At this point, after careful consideration, I decided to accept the offer of this gentleman and spend some time to examine the putative mechanism of action of this electrolyzed saltwater solution. The journey of discovery that ensued was breathtaking, trailing all the way back to the very foundation on which all life on earth is based. The biochemistry of salt water as it undergoes reduction and oxidation (redox) reactions inside living cells surrounds the fundamental biochemistry in all forms of life–from microbes, to plants, to complex animals, to humans. There was great satisfaction in unveiling some of the most simple, yet well-kept, principles of life. I met with top-level researchers and started a research program on this electrolyzed salt water with its specific Redox composition. We verified that it was safe, once again, and found that it significantly enhanced the action of antioxidants, and increased cell-to-cell communications, enhancing the reception of hormones and electrical signals. We verified the components of this solution– some of which had never been stabilized before– and we identified stable complexes and how to more effectively stabilize them in biological fluids.

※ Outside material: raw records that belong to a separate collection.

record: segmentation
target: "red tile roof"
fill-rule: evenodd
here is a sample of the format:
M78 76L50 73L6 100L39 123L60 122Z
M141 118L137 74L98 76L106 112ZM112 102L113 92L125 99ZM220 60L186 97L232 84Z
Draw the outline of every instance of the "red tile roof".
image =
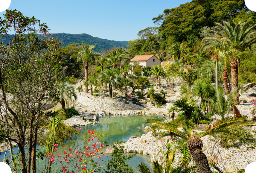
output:
M147 61L154 56L155 56L154 55L140 55L139 56L136 56L133 58L131 59L130 61ZM157 58L157 57L155 58Z

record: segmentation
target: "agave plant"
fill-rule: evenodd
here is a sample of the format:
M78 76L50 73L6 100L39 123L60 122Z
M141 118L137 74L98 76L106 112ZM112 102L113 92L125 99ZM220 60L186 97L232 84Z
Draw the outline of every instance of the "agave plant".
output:
M223 119L218 120L212 125L206 128L205 132L198 134L193 134L194 127L184 129L185 134L183 132L174 127L173 124L169 122L162 121L160 120L148 119L147 122L155 123L151 126L151 130L162 129L170 132L162 135L161 137L172 135L185 139L187 147L197 167L197 173L212 173L206 156L202 150L203 141L201 138L208 135L219 133L230 134L229 127L236 126L253 126L256 121L248 120L246 116L240 117L231 116L226 117Z

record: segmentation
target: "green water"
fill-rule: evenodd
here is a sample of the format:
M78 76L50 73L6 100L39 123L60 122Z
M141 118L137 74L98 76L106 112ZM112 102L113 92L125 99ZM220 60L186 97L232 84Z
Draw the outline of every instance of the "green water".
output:
M117 141L127 141L129 138L132 136L136 137L142 136L143 134L145 133L144 131L145 127L150 125L146 123L147 119L149 118L166 120L166 118L163 116L145 115L107 116L101 117L98 121L97 125L81 126L81 131L84 133L86 133L87 130L93 129L98 135L104 135L103 137L101 138L101 141L102 142L105 141L107 141L110 145ZM78 131L78 128L76 128L77 131ZM79 137L79 138L81 138L81 137ZM67 140L65 142L65 143L66 144L72 144L73 143L76 143L77 140L77 138L75 138L72 140ZM85 144L87 145L87 144ZM39 146L37 148L40 149ZM17 152L17 147L15 149L15 153ZM2 161L4 154L3 152L1 153L0 161ZM7 156L9 156L9 152L7 153L6 157ZM110 155L105 154L104 155L102 156L101 159L97 158L94 159L94 161L97 161L101 166L103 166L104 168L105 168L106 162L110 159ZM137 165L138 164L140 164L141 161L144 162L148 167L151 167L148 156L142 154L136 154L136 156L130 161L129 164L137 170L137 172L139 172ZM41 165L42 164L44 164L41 162L38 163L37 167L39 168L39 169L41 167Z

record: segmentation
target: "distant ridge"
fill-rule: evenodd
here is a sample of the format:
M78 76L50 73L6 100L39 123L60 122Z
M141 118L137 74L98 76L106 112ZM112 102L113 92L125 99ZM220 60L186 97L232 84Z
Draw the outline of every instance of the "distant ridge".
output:
M14 36L14 35L9 35L10 37ZM69 44L85 41L89 44L95 45L94 51L100 53L106 52L107 50L113 47L121 47L123 46L126 48L128 45L128 42L126 41L109 40L98 37L94 37L86 33L71 34L57 33L53 33L48 37L58 38L58 39L60 39L61 40L61 46L64 47L67 46ZM5 44L9 43L7 39L0 37L0 42L4 42L4 43Z

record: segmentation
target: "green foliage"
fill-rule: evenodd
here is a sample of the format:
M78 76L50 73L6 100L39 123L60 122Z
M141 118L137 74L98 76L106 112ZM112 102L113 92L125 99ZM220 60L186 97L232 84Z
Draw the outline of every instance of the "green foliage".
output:
M181 71L181 75L183 80L190 86L197 79L198 71L196 70L190 69L187 73L185 71Z
M136 84L141 86L141 91L143 93L145 86L150 85L151 83L147 77L140 76L137 79Z
M98 66L96 67L95 68L95 71L96 71L96 72L97 72L97 73L101 73L101 66Z
M143 76L145 77L149 77L150 76L150 71L152 67L143 67L141 69L141 71L143 71Z
M65 80L71 84L75 84L77 80L77 78L75 77L74 75L72 75L66 77Z
M144 94L143 93L140 93L140 92L138 93L138 94L137 94L137 96L138 96L139 98L141 99L143 99L143 97L144 97Z
M134 154L130 156L124 155L123 153L124 147L121 145L123 143L116 142L114 143L115 145L112 146L114 150L111 155L110 160L109 160L105 164L106 169L103 169L105 173L134 172L134 170L131 167L129 162L136 155Z

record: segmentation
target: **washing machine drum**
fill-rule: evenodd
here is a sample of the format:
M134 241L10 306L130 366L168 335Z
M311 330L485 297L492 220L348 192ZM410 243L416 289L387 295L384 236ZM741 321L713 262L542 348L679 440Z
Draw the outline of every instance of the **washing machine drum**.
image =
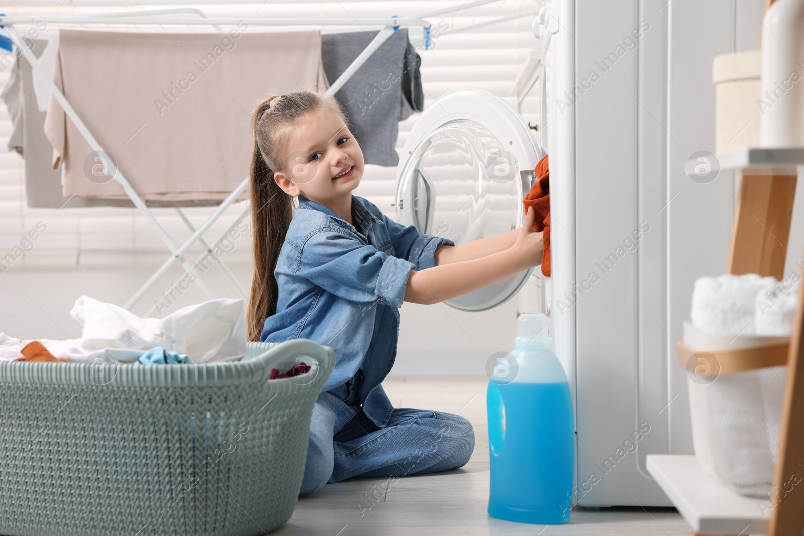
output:
M456 244L522 225L522 198L544 156L535 132L502 98L482 90L447 93L425 109L400 155L396 219ZM485 311L513 297L532 268L445 301Z

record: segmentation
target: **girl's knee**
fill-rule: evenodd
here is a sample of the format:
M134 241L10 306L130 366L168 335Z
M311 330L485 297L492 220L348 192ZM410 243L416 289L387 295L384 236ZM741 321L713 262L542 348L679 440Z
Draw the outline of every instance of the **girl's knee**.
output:
M322 488L332 476L334 467L332 439L311 432L307 442L307 457L299 497L310 495Z
M449 415L442 418L442 415ZM474 428L468 419L450 413L437 412L439 420L435 441L450 452L453 467L461 467L469 462L474 451Z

I know that life has already found a way to do many things better than we could ever imagine; the cells build fascinating micromachines that work remarkably well. Any nanoparticle we could engineer pales in comparison. Besides, the nanoparticles that work the best are those truly compatible with our cells and tissues anyway; those that already exist in nature. I learned that the molecules in this Redox composition are the fundamental signaling molecules of nature. Now I was on the journey of discovery into how all life functions on the most fundamental level: on the level where the vital salt-water fluids inside all life interact with the molecules of life. I was on a journey of discovery and was not about to get off.
For several years it has been my desire to write a book that chronicles my own journey of discovery into redox signaling in a way that would lead the reader down the path of discovery without having to have years of previous experience or a Ph.D. The book I am writing is meant to lead the reader through the same experience, yet on a high-level perspective that does not require such a deep knowledge of science. I hope you enjoy your own journey of discovery.